Literature DB >> 30397436

Decompressive laparotomy for a patient on VA-ECMO for massive pulmonary embolism that suffered traumatic liver laceration after mechanical CPR.

Jaideep Das Gupta1, Ramses Saavedra1, Sundeep Guliani1,2, John Marinaro3, Muhammad Ali Rana1,2.   

Abstract

Massive pulmonary embolism (PE) is an embolus sufficiently obstructing pulmonary blood flow to cause right ventricular (RV) failure and hemodynamic instability. We have utilized veno-arterial extracorporeal membrane oxygenation (VA-ECMO) for early and aggressive intervention for massive PE patients. We present a case of a 61-year-old female placed on VA-ECMO for a massive PE while presenting in cardiac arrest and receiving mechanical cardiopulmonary resuscitation (CPR) via the LUCAS 2.0 device (Physio-Control Inc., Lund, Sweden). The patient suffered a severe liver laceration secondary to mechanical CPR and required a decompressive laparotomy.

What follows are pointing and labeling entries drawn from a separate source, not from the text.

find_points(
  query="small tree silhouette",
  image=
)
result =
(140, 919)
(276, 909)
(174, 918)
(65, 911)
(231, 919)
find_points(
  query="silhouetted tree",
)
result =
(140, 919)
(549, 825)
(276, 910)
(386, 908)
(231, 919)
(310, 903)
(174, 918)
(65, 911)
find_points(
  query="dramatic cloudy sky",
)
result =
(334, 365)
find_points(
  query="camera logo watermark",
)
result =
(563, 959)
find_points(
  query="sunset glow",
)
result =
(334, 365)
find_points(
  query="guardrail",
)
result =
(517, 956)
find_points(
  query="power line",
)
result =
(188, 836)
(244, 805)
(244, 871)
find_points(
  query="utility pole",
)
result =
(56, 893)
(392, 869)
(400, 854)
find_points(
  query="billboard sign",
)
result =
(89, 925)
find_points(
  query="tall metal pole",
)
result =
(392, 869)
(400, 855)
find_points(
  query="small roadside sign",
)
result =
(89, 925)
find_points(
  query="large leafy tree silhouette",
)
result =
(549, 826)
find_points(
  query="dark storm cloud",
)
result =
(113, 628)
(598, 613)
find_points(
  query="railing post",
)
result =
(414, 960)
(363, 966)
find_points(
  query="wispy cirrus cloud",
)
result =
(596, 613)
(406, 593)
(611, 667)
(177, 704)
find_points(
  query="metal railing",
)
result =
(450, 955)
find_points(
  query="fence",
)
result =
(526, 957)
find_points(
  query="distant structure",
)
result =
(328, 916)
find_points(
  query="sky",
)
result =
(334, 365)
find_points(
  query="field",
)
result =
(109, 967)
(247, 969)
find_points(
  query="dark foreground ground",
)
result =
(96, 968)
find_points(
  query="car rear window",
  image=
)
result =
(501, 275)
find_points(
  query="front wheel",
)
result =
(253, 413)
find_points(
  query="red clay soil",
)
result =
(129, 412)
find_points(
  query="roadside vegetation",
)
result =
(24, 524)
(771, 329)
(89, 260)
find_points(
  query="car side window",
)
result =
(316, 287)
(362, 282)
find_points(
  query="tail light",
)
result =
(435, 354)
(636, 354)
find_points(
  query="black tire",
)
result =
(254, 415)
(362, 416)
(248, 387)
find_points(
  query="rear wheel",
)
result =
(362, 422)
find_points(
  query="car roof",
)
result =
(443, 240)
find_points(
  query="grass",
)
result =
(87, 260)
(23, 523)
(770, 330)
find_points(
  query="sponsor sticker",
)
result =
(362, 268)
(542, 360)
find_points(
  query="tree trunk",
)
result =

This case highlights that mechanical CPR during other interventions can lead to malposition of the device and could result in solid organ injury.

Entities:  

Year:  2018        PMID: 30397436      PMCID: PMC6207845          DOI: 10.1093/jscr/rjy292

Source DB:  PubMed          Journal:  J Surg Case Rep        ISSN: 2042-8812


INTRODUCTION

Massive pulmonary embolism (PE) is an embolus sufficiently obstructing pulmonary blood flow to cause right ventricular (RV) failure, hypoxemia and hemodynamic instability [1-4]. We have utilized veno-arterial extracorporeal membrane oxygenation (VA-ECMO) for early and aggressive intervention for massive PE at our institution [5-7]. We present a case of a patient placed on VA-ECMO for a massive PE while presenting in cardiac arrest and receiving mechanical cardiopulmonary resuscitation (CPR).

CASE DESCRIPTION

A 61-year-old female initially presented to the emergency department with shortness of breath and back pain. The patient had recently traveled to Haiti and made several trips to Denver by car. She was initially alert and oriented but sustained a cardiac arrest shortly after arrival and underwent CPR for pulseless electrical activity (PEA). Approximately 5 min into resuscitative efforts, a LUCAS 2.0 (Physio-Control Inc., Lund, Sweden) device was placed for continued chest compressions for 30 min. Bedside echocardiogram showed a dilated RV with a suspected massive PE and the ECMO team was activated. The patient was intubated and VA-ECMO access was obtained through the left femoral artery and right common femoral vein under ultrasound guidance with 17 Fr arterial and 25 Fr venous cannulas (Fig. 1). After a total of 35 min of CPR, the patient had spontaneous return of circulation.
Figure 1:

Abdominal x-ray of VA-ECMO cannulation within the IVC and left iliac artery.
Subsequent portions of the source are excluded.